This practice is outrageous. While police departments themselves bear substantial blame for tolerating deception, they are not the only responsible group. Two other key actors share responsibility for enabling this practice and have opportunities to prevent it: prosecutors and judges.
Many police forces have a deeply rooted us-against-them culture, where they see certain members of their community as criminal and will justify using whatever means necessary to “get the bad guy,” including falsifying affidavits and lying about how they obtained evidence.
In 1961, the United States Supreme Court adopted an exclusionary rule to the Fourth Amendment, which protects people from unreasonable searches and seizures. This rule prevents prosecutors from using evidence that police obtained in violation of the Constitution, such as an illegal search or interrogation. But instead of changing their behavior to fit this rule, many police officers simply changed their testimony. A 2000 study of more than 500 police officers in the New York Police Department concluded that perjury is “widespread” in policing; a 1990s survey of prosecutors, judges and public defenders in Chicago found that they believed police officers committed perjury as often as 50 percent of the time when testifying on Fourth Amendment issues.

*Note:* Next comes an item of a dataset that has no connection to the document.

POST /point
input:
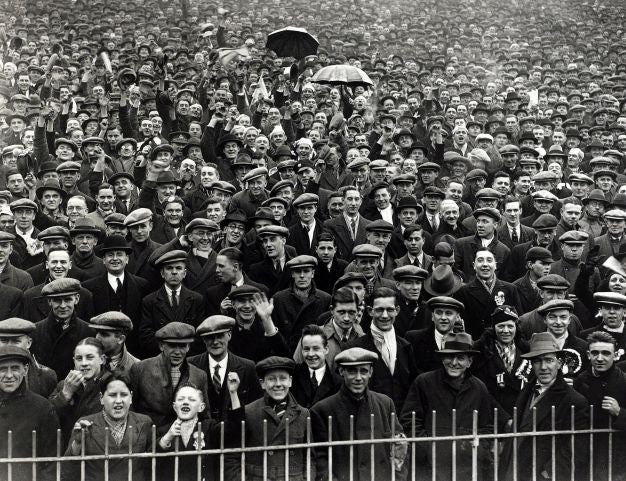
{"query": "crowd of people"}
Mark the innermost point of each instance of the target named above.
(196, 233)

Officers may consider these lies well-intentioned, helping to convict guilty people. But deception ignores legal rules, unfairly elevates police officers as the ultimate arbiters of guilt, and leads to tragedies like the conviction or killing of innocent people.
Many prosecutorial offices do a totally inadequate job of noting officer deception, tracking it and disclosing that information to defense attorneys. Sixty years ago, in 1963, the Supreme Court case Brady v. Maryland determined that prosecutors must disclose exculpatory evidence, which is information that suggests the accused could be innocent. Two later cases, Giglio v. United States and Kyles v. Whitley, clarified that exculpatory evidence includes information that could detract from the credibility of government agents, including police, and that prosecutors must establish procedures for tracking this evidence. People accused of crimes deserve to know if the officers involved in their arrest have a history of lying; judges, too, deserve to know how credible police witnesses are in their cases.
Because of this obligation to disclose exculpatory evidence, some prosecutors have created “Brady lists” of police officers with histories of misconduct, including deception. Yet while almost all prosecutors have at least heard of Brady lists, a 2019 study by USA Today and the Invisible Institute suggests that most still don’t keep them. Some can’t be bothered; others don’t know how or are worried about reprisals.
There are startlingly few legal mechanisms for forcing prosecutors to keep these lists: In 2021, Colorado became the first state to pass a law that mandates Brady lists and establishes procedures for what kind of information the prosecutors should track and how to track it. But it is the only state to do so. More prosecutors need to take seriously their ethical and constitutional obligations to track information about police deception.
Lastly, judges have enabled testilying by consistently deferring to police officer testimony and expertise. As Harvard legal scholar Anna Lvovsky has recognized, judges have a political interest in appearing “tough on crime,” and that may incentivize them to turn a blind eye to officer deception. A high percentage of US judges are former prosecutors, who have long histories of working with the police and may bring a bias against criminal defendants into their ostensibly neutral roles. Interestingly, recent trends may help to shift this. US President Joe Biden has purposefully tried to increase the diversity of the federal judiciary, hiring former public defenders or civil rights lawyers into roles traditionally filled by former prosecutors.
Growing concerns about officer misconduct may help to reduce the decades-long practice of testilying. But the issue is urgent. Breonna Taylor and hundreds of others who have suffered or died as a result of officers’ false claims deserve a legal system and society dedicated to ending this practice.